Ri underscored that all this comes as Pyongyang initiated a spate of "goodwill measures", including "a moratorium on nuclear tests and rocket launch tests as well as dismantling of a nuclear test ground."
"However, the United States, instead of responding to these measures, is raising its voice louder for maintaining the sanctions against the DPRK [Democratic People's Republic of Korea] and showing the attitude (that it may) backtrack, even from declaring the end of the [1950-1953 Korean] war, a very basic and primary step for providing peace on the Korean Peninsula," he pointed out.
Ri signaled North Korea's determination to adhere to the DPRK-US Joint Statement, which was clinched during June's Pyongyang-Washington summit, in a "responsible and good-faith manner."

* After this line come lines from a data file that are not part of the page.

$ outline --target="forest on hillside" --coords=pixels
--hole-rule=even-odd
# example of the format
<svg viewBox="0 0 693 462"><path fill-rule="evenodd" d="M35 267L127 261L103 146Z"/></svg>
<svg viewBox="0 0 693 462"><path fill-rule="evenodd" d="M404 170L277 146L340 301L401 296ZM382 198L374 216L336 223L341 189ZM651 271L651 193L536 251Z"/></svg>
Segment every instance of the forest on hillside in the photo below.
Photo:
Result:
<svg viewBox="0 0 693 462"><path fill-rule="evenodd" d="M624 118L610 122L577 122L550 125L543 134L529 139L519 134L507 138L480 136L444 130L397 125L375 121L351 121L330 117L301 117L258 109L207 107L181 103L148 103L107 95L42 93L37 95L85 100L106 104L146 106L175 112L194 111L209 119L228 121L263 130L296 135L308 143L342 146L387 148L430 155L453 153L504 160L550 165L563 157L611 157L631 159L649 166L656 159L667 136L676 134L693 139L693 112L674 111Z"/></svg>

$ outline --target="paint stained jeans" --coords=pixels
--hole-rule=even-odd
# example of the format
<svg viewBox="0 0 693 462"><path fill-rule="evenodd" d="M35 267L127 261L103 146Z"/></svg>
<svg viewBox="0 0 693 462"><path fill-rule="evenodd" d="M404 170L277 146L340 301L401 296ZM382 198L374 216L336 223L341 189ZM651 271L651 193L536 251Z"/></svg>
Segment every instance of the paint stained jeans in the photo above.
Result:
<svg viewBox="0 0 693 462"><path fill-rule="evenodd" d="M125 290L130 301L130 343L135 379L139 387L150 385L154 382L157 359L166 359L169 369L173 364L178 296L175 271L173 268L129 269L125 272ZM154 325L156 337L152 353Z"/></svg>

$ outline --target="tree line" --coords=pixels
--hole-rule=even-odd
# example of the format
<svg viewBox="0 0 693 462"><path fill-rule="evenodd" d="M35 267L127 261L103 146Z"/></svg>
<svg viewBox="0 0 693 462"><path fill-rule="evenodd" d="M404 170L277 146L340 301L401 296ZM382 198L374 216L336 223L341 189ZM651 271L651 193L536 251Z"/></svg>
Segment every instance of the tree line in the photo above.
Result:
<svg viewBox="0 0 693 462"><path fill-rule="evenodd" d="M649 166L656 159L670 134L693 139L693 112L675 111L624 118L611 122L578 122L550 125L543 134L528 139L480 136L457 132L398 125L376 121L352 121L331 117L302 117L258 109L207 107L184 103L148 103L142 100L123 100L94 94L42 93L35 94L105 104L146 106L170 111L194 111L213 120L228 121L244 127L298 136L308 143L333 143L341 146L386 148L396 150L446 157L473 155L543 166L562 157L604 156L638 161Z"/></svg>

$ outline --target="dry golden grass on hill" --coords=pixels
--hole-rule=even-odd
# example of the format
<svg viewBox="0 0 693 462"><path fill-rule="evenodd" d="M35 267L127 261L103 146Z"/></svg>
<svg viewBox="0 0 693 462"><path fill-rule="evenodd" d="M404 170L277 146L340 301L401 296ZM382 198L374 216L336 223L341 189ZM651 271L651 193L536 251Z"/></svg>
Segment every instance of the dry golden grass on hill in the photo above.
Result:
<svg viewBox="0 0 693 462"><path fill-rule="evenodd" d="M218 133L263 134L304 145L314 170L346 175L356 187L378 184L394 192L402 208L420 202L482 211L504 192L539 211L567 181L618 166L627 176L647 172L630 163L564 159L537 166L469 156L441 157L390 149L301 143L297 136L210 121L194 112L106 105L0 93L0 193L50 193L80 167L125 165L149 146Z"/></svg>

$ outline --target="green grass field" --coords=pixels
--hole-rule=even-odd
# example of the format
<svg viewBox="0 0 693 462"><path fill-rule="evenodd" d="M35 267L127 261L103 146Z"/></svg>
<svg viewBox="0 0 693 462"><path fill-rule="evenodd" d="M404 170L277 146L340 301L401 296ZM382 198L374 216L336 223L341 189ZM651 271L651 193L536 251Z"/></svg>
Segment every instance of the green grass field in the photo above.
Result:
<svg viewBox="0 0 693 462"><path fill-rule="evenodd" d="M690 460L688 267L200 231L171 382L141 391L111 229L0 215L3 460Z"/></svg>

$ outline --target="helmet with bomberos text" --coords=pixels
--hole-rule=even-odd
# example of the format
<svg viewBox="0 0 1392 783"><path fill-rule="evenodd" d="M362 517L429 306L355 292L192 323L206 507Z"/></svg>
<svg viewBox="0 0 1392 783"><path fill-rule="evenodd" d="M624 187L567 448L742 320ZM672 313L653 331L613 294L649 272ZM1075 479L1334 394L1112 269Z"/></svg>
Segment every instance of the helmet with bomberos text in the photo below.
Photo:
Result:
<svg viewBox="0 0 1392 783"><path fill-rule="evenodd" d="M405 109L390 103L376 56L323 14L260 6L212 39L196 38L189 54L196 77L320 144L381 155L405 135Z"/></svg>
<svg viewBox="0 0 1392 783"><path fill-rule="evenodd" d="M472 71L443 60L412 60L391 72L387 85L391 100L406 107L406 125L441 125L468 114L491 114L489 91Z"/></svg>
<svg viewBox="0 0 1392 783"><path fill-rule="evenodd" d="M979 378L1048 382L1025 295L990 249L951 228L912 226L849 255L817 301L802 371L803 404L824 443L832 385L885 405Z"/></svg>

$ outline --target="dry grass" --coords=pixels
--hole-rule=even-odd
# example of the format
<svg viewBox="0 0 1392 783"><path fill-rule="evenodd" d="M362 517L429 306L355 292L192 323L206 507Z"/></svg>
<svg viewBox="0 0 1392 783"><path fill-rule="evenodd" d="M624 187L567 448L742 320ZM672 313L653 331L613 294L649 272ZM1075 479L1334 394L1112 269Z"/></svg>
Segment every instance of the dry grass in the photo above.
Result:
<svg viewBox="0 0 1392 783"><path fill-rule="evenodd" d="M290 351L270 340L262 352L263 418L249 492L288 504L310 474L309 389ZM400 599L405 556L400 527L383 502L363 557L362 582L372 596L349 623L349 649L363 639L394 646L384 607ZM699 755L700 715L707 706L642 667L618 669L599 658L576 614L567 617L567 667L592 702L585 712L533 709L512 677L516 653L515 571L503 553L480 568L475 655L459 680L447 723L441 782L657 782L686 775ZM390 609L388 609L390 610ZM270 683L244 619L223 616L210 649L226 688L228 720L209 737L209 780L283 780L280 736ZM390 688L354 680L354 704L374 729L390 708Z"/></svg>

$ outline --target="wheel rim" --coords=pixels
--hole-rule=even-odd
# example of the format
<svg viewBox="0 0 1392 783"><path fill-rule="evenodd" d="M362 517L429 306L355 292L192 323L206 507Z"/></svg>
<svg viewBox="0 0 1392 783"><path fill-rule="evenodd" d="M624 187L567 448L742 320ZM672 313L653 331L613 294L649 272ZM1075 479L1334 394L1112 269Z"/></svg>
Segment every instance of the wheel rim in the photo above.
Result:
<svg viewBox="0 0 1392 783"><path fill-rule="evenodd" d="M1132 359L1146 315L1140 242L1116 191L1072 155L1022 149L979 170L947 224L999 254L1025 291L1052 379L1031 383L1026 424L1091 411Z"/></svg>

"What is alarming, however, is the insistent moves manifested within the US to go back to the old (situation), far from its leader's intention," he noted.
Ri's remarks came after US Secretary of State Mike Pompeo urged other countries to strictly enforce UN sanctions against Pyongyang, emphasizing the significance of "maintaining diplomatic and economic pressure on North Korea to achieve the final, fully verified denuclearization that DPRK has agreed to."
Earlier, Reuters cited a UN report as claiming that Pyongyang has not stopped its nuclear and missile programs, in violation of the United Nations sanctions.
The Washington Post, in turn, quoted unnamed sources familiar with the information that US intelligence agencies have allegedly seen signs that North Korea was developing new intercontinental ballistic missiles, including the type that could reach the United States mainland.
At the same time, US President Donald Trump said during a speech in Granite City, Illinois, last week that Kim Jong-un was making great progress toward peace on the Korean Peninsula after the two leaders held their historic summit in Singapore on June 12.
Pyongyang has faced several rounds of sanctions over its nuclear and ballistic missile tests, conducted in violation of the UN Security Council's resolutions. The restrictions have not been lifted yet despite easing tensions on the Korean Peninsula.